Amin Eslami Abyane

LG
3papers
9citations
Novelty30%
AI Score17

3 Papers

LGNov 25, 2022
MDA: Availability-Aware Federated Learning Client Selection

Amin Eslami Abyane, Steve Drew, Hadi Hemmati

Recently, a new distributed learning scheme called Federated Learning (FL) has been introduced. FL is designed so that server never collects user-owned data meaning it is great at preserving privacy. FL's process starts with the server sending a model to clients, then the clients train that model using their data and send the updated model back to the server. Afterward, the server aggregates all the updates and modifies the global model. This process is repeated until the model converges. This study focuses on an FL setting called cross-device FL, which trains based on a large number of clients. Since many devices may be unavailable in cross-device FL, and communication between the server and all clients is extremely costly, only a fraction of clients gets selected for training at each round. In vanilla FL, clients are selected randomly, which results in an acceptable accuracy but is not ideal from the overall training time perspective, since some clients are slow and can cause some training rounds to be slow. If only fast clients get selected the learning would speed up, but it will be biased toward only the fast clients' data, and the accuracy degrades. Consequently, new client selection techniques have been proposed to improve the training time by considering individual clients' resources and speed. This paper introduces the first availability-aware selection strategy called MDA. The results show that our approach makes learning faster than vanilla FL by up to 6.5%. Moreover, we show that resource heterogeneity-aware techniques are effective but can become even better when combined with our approach, making it faster than the state-of-the-art selectors by up to 16%. Lastly, our approach selects more unique clients for training compared to client selectors that only select fast clients, which reduces our technique's bias.

LGJan 5, 2022
Towards Understanding Quality Challenges of the Federated Learning for Neural Networks: A First Look from the Lens of Robustness

Amin Eslami Abyane, Derui Zhu, Roberto Souza et al.

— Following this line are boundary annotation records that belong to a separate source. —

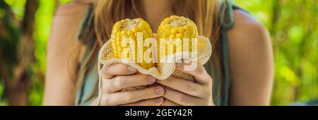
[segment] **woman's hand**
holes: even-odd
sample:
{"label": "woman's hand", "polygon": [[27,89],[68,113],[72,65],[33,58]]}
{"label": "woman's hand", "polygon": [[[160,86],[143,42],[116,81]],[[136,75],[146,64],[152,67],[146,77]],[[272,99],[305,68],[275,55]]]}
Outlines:
{"label": "woman's hand", "polygon": [[177,64],[176,68],[192,75],[196,83],[170,76],[157,83],[172,88],[165,88],[161,105],[214,105],[212,99],[212,78],[202,65],[189,60]]}
{"label": "woman's hand", "polygon": [[[102,94],[101,105],[155,106],[163,102],[164,90],[154,86],[143,90],[121,91],[129,87],[155,83],[151,76],[136,73],[136,69],[122,64],[106,66],[102,71]],[[93,104],[97,104],[98,100]]]}

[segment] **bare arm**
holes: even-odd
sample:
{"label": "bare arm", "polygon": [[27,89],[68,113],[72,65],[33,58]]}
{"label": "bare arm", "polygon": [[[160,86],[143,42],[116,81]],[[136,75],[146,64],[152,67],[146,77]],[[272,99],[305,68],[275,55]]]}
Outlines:
{"label": "bare arm", "polygon": [[80,44],[77,32],[86,9],[71,2],[61,6],[53,20],[47,49],[44,105],[73,105]]}
{"label": "bare arm", "polygon": [[235,24],[228,32],[232,86],[230,105],[269,105],[273,76],[270,35],[249,15],[234,12]]}

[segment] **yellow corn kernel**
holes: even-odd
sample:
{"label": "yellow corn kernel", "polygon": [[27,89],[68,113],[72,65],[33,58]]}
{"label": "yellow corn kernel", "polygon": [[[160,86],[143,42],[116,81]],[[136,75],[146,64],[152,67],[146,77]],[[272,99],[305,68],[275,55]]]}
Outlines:
{"label": "yellow corn kernel", "polygon": [[[112,47],[115,58],[126,59],[134,61],[145,69],[155,67],[154,63],[143,62],[143,56],[139,53],[137,48],[137,33],[141,32],[143,35],[143,42],[148,37],[153,37],[153,32],[149,24],[141,18],[124,19],[116,23],[112,28],[111,35]],[[125,38],[130,38],[134,41],[134,44],[122,46],[122,40]],[[126,44],[124,42],[124,44]],[[126,51],[126,47],[130,47],[130,51]],[[133,48],[135,47],[135,48]],[[141,51],[146,51],[145,47]],[[140,50],[140,49],[139,49]],[[130,53],[130,54],[129,54]],[[140,54],[140,55],[139,55]],[[138,61],[141,61],[139,63]]]}
{"label": "yellow corn kernel", "polygon": [[[174,52],[176,49],[180,49],[183,51],[187,49],[191,51],[191,40],[193,38],[198,38],[198,30],[194,22],[190,19],[177,16],[172,16],[165,20],[160,23],[158,30],[158,39],[157,40],[158,47],[160,46],[160,38],[170,39],[173,40],[175,45]],[[187,48],[183,48],[182,41],[178,41],[175,39],[189,39],[189,46]],[[167,48],[158,49],[158,59],[161,56],[167,56],[168,52]]]}

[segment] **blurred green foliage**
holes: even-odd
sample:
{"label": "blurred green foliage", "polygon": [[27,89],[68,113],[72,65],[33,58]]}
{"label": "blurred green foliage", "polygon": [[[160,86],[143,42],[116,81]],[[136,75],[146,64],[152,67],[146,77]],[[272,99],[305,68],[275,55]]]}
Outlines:
{"label": "blurred green foliage", "polygon": [[[22,19],[25,0],[4,0],[18,19]],[[36,63],[34,73],[45,74],[45,49],[57,1],[39,0],[33,33]],[[318,7],[316,0],[234,0],[268,28],[275,55],[272,105],[288,105],[318,97]],[[4,10],[0,9],[0,18]],[[43,78],[33,76],[30,105],[40,105]],[[0,77],[0,105],[7,105]]]}

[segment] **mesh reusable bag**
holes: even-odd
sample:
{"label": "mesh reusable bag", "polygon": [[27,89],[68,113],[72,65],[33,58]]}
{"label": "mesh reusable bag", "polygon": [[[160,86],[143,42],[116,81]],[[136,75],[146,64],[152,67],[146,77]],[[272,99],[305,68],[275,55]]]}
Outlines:
{"label": "mesh reusable bag", "polygon": [[[157,36],[154,34],[154,37]],[[197,40],[197,62],[199,64],[204,65],[206,64],[210,56],[212,54],[212,46],[208,38],[204,36],[199,36]],[[187,58],[186,58],[187,59]],[[111,40],[108,40],[105,44],[103,44],[101,49],[100,50],[98,54],[98,74],[99,74],[99,82],[98,82],[98,97],[99,100],[102,97],[102,73],[101,72],[105,68],[105,66],[111,65],[115,63],[124,64],[130,66],[135,68],[139,73],[143,74],[151,75],[159,80],[165,80],[169,78],[170,76],[179,78],[184,80],[192,80],[195,82],[194,78],[188,73],[183,73],[180,71],[175,69],[176,62],[182,60],[179,59],[175,59],[172,62],[169,63],[158,63],[156,67],[153,67],[148,70],[146,70],[139,65],[136,64],[135,62],[130,60],[124,59],[117,59],[114,57],[114,53],[112,52],[112,47],[111,45]],[[144,89],[148,86],[136,86],[129,88],[126,88],[123,90],[140,90]],[[98,104],[100,104],[98,102]]]}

Federated learning (FL) is a distributed learning paradigm that preserves users' data privacy while leveraging the entire dataset of all participants. In FL, multiple models are trained independently on the clients and aggregated centrally to update a global model in an iterative process. Although this approach is excellent at preserving privacy, FL still suffers from quality issues such as attacks or byzantine faults. Recent attempts have been made to address such quality challenges on the robust aggregation techniques for FL. However, the effectiveness of state-of-the-art (SOTA) robust FL techniques is still unclear and lacks a comprehensive study. Therefore, to better understand the current quality status and challenges of these SOTA FL techniques in the presence of attacks and faults, we perform a large-scale empirical study to investigate the SOTA FL's quality from multiple angles of attacks, simulated faults (via mutation operators), and aggregation (defense) methods. In particular, we study FL's performance on the image classification tasks and use DNNs as our model type. Furthermore, we perform our study on two generic image datasets and one real-world federated medical image dataset. We also investigate the effect of the proportion of affected clients and the dataset distribution factors on the robustness of FL. After a large-scale analysis with 496 configurations, we find that most mutators on each user have a negligible effect on the final model in the generic datasets, and only one of them is effective in the medical dataset. Furthermore, we show that model poisoning attacks are more effective than data poisoning attacks. Moreover, choosing the most robust FL aggregator depends on the attacks and datasets. Finally, we illustrate that a simple ensemble of aggregators achieves a more robust solution than any single aggregator and is the best choice in 75% of the cases.

LGSep 20, 2021
Robustness Analysis of Deep Learning Frameworks on Mobile Platforms

Amin Eslami Abyane, Hadi Hemmati

With the recent increase in the computational power of modern mobile devices, machine learning-based heavy tasks such as face detection and speech recognition are now integral parts of such devices. This requires frameworks to execute machine learning models (e.g., Deep Neural Networks) on mobile devices. Although there exist studies on the accuracy and performance of these frameworks, the quality of on-device deep learning frameworks, in terms of their robustness, has not been systematically studied yet. In this paper, we empirically compare two on-device deep learning frameworks with three adversarial attacks on three different model architectures. We also use both the quantized and unquantized variants for each architecture. The results show that, in general, neither of the deep learning frameworks is better than the other in terms of robustness, and there is not a significant difference between the PC and mobile frameworks either. However, in cases like Boundary attack, mobile version is more robust than PC. In addition, quantization improves robustness in all cases when moving from PC to mobile.